「温故創新」210705 N808 伊波喜一

窓外に 何思うらん 淡々と 背中曲がりて 父の姿に                 

 線状降水帯が全国に大雨をもたらした。水の勢いは凄まじい。ほんの僅かの高低差でも、水はすべるように流れ落ちる。水を侮ってはいけないとつくづく思う。 

 人は誰でも年をとる。その老人を世話したり、介護したりする現場は過酷である。

 足りない人数を駆使して、夜間の巡回や手当をする。もし誰か欠員でも出たら、手が回らなくなる。世話をしようにも出来ない、厳しい状況がそこにはある。 

 父のデイサービスでも、玄関先まで送迎車が迎えに来て、乗り降りを手伝ってくれた。リハビリも手厚く、マッサージまでしてくれる。実際、父も週2回のデイサービスを楽しみにしていた。

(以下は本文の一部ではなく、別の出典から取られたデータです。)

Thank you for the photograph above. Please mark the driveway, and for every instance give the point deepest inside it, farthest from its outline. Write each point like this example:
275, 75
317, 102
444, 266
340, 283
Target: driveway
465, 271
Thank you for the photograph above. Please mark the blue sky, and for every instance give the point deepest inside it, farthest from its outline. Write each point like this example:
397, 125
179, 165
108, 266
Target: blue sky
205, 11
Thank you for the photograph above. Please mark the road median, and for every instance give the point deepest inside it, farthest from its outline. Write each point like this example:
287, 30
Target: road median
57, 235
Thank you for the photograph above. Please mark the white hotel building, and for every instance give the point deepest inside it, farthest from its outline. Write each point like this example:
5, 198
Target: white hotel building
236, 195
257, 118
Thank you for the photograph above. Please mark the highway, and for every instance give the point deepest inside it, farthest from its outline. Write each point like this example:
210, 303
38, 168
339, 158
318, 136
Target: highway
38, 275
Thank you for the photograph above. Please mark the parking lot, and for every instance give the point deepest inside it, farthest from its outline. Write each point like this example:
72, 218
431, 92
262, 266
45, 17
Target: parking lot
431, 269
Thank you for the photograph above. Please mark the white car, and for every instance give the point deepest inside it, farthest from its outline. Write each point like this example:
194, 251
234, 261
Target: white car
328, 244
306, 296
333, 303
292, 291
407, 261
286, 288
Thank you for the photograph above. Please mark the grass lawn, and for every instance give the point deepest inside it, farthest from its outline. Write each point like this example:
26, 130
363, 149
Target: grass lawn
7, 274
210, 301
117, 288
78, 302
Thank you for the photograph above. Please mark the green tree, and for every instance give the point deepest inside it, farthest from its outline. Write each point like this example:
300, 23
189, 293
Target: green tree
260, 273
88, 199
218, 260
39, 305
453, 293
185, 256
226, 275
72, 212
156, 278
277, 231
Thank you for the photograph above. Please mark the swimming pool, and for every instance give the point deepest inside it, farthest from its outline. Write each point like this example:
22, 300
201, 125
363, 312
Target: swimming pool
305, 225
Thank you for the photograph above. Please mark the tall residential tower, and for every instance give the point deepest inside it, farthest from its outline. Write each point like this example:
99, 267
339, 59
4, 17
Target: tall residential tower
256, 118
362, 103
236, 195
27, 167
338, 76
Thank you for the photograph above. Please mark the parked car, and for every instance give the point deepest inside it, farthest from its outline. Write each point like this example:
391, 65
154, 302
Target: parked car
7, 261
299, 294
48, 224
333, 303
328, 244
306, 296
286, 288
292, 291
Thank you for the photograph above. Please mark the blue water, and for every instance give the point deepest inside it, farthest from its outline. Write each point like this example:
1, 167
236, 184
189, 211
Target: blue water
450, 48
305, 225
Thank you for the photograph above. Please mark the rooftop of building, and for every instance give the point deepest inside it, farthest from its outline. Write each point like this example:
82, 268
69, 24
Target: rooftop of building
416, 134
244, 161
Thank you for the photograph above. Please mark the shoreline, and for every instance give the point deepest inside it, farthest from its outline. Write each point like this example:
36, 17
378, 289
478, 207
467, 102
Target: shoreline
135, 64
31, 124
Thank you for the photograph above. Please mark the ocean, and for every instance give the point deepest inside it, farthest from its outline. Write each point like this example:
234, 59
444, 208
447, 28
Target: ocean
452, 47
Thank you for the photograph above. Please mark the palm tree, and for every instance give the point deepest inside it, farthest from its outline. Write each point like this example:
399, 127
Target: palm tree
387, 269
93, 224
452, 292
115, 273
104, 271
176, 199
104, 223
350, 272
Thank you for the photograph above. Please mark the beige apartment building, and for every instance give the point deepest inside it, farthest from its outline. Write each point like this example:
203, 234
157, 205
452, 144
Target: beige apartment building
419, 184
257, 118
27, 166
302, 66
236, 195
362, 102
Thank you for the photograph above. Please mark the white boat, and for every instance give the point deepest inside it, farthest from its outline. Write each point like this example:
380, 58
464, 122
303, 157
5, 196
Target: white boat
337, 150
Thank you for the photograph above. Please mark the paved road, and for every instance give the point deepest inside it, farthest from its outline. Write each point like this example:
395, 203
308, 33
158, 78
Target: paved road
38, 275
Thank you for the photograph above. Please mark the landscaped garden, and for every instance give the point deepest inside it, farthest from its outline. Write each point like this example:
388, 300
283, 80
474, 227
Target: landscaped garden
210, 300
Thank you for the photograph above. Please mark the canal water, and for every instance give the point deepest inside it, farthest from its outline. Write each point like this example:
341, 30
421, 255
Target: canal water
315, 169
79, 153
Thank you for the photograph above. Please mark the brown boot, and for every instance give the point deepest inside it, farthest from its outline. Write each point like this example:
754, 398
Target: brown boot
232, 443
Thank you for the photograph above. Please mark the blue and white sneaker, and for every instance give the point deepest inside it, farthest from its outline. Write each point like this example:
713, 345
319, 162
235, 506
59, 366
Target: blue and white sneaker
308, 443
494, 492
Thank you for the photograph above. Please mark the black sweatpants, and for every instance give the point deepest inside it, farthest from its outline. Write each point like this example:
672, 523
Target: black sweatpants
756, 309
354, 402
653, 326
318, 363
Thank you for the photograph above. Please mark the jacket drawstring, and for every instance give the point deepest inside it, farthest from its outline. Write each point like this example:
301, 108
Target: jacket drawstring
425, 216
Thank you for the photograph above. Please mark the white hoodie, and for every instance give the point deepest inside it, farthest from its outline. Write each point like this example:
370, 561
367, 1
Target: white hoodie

 だが、今年の冬に風邪がもとで肺炎を併発し、入院した。年寄りにとって、風邪は万病の元。致命傷になりかねない。

 かろうじて回復したものの、体力の低下はぬぐえなかった。それ以降、パルキシオメーターが手放せなくなった。

 人生100年時代を、健康に生き切ることは大変なことである。

 当然のことだが、年をとれば疾病の数が増える。自力で出来ることが減り、人の手を借りないといけなくなる。

 老人の孤独死は他人ごとではない。社会保障をどう充実させるか、制度と財源の捻出を早急に議論しなくてはならないだろう。